The new report - which banks are likely to begin filing in March - replaces the Criminal Referral Form and a box on Currency Transaction Reports that banks have been checking and backing up with documentation explaining the suspicious activity.

Joyce McDonald, a spokeswoman for the Treasury's Financial Crimes Enforcement Network, said the long-awaited forms need to be approved by the four banking and thrift regulators and the Internal Revenue Service.

A bank regulator said Wednesday that the new forms will mirror the three-page draft copy released in September, except for "a couple of nonsignificant changes."

However, the instructions bankers will use to complete the forms have been vastly expanded to include key parts of the regulations, according to a top Treasury official. The department's aim, she said, was to save bankers the trouble of looking up the rules when filling out the forms.

Suspicious-activity reports are required on cash transactions of $5,000 or more if a bank has a "substantial basis" for suspecting the customer. If there is no basis for suspicion, no filing is necessary for transactions under $25,000.

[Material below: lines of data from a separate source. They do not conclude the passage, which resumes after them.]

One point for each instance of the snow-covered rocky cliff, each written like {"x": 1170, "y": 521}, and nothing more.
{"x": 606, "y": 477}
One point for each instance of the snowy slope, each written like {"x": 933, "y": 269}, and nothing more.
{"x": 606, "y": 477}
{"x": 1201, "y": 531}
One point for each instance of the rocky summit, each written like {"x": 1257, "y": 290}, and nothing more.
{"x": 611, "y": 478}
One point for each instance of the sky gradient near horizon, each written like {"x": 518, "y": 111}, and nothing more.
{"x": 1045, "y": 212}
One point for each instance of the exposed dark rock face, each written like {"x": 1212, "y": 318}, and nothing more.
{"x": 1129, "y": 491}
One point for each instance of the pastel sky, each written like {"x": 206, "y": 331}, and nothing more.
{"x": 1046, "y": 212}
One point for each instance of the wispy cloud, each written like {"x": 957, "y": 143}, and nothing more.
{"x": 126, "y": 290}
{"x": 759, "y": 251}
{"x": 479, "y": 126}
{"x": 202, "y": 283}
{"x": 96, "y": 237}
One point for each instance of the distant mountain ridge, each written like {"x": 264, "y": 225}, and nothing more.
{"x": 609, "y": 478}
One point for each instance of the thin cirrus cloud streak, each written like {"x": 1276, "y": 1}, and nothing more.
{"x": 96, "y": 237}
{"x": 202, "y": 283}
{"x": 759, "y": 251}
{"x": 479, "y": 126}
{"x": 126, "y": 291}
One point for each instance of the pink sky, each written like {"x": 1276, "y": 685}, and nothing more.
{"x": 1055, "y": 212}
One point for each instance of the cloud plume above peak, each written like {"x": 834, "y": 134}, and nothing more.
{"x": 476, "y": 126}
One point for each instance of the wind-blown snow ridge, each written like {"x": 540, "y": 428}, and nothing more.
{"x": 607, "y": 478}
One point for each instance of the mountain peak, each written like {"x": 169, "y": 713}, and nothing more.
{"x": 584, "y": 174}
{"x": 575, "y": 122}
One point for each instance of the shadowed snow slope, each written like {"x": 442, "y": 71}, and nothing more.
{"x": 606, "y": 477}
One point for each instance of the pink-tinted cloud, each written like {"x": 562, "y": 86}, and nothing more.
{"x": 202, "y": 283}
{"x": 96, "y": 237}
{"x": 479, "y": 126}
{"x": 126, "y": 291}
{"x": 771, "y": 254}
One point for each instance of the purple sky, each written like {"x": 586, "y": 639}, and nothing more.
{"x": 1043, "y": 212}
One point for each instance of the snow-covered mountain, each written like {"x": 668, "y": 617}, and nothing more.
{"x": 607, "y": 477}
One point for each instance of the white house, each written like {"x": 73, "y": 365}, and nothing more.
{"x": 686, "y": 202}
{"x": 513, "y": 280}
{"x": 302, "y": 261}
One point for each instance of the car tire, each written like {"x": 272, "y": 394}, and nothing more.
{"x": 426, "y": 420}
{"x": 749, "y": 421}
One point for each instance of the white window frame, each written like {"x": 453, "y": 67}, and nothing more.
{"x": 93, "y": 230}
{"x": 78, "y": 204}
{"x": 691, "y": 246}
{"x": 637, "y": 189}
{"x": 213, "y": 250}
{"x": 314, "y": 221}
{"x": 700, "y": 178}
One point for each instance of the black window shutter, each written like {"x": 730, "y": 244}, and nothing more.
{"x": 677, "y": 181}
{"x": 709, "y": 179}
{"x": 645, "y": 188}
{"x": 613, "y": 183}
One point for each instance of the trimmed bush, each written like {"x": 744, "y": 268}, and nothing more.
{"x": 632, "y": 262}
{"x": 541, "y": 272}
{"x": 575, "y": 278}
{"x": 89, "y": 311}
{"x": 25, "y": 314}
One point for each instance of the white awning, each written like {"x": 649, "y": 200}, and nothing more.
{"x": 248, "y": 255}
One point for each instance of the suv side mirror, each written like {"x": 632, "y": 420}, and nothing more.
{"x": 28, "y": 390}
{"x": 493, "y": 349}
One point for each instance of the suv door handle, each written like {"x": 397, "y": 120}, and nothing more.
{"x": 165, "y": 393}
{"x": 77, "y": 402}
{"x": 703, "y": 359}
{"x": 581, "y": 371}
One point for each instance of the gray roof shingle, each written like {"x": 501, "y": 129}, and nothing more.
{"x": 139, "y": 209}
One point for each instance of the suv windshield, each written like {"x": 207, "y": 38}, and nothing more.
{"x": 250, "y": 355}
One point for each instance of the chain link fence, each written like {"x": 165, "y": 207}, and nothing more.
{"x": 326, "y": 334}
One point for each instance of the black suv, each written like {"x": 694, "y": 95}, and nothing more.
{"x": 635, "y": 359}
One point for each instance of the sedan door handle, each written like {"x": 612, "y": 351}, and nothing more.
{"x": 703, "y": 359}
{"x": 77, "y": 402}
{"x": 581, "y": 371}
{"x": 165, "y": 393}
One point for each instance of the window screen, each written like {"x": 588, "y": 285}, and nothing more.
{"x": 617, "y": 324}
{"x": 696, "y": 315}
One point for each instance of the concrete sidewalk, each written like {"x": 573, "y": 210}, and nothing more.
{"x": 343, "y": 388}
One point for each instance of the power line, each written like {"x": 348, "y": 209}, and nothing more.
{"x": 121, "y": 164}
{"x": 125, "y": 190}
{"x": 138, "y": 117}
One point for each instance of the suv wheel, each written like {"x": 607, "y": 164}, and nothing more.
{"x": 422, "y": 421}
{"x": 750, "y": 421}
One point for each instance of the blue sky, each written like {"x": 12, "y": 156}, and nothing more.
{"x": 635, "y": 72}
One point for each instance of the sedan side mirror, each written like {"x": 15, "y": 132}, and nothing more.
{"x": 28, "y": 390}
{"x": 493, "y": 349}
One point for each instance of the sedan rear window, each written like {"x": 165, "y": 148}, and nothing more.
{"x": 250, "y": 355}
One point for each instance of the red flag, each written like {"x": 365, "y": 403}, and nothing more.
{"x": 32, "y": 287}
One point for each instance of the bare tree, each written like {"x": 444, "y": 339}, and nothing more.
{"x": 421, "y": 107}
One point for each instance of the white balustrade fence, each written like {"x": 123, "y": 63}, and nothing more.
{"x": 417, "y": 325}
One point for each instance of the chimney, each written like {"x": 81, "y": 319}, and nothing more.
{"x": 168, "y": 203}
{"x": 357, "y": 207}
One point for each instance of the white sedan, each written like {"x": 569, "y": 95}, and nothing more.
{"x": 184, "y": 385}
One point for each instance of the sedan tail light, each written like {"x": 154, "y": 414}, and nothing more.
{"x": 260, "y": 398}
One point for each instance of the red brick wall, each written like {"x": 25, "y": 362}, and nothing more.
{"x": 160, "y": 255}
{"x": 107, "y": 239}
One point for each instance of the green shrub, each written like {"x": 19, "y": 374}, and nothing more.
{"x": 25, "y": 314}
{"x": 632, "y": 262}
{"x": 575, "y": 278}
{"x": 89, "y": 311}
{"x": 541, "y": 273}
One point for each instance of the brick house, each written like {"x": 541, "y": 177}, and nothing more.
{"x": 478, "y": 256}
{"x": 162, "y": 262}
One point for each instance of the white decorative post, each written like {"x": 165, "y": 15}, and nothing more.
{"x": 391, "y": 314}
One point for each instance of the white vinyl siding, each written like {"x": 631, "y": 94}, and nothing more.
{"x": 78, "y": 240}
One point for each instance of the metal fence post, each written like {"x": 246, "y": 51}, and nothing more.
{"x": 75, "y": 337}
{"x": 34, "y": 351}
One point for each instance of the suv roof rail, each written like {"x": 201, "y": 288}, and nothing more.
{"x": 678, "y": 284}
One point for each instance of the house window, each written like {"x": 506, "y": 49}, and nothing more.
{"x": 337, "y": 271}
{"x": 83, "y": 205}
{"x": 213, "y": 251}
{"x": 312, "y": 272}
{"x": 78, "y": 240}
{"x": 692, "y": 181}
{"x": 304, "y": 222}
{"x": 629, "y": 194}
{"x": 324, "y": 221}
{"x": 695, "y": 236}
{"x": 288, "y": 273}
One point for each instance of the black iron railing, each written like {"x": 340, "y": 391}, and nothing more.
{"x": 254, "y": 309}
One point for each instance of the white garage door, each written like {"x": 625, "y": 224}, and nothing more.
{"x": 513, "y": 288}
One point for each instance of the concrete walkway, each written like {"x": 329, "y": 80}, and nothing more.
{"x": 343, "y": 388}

On the first page of the reports, bankers will provide information about their institution and the customer who conducted the transaction. The second page requests the date, dollar amount, and type of suspicious activity, information on any witness to the transaction, and the person preparing the report. The third page is for the banker's written comments.

The recent federal government shutdown contributed to the delayed release of the new forms because it kept people off the job who were setting up the data base on which the information will be stored. The government plans to require institutions to file these new reports with the Financial Crimes Enforcement Network rather than a number of agencies. The Treasury unit will be a clearing house for the data.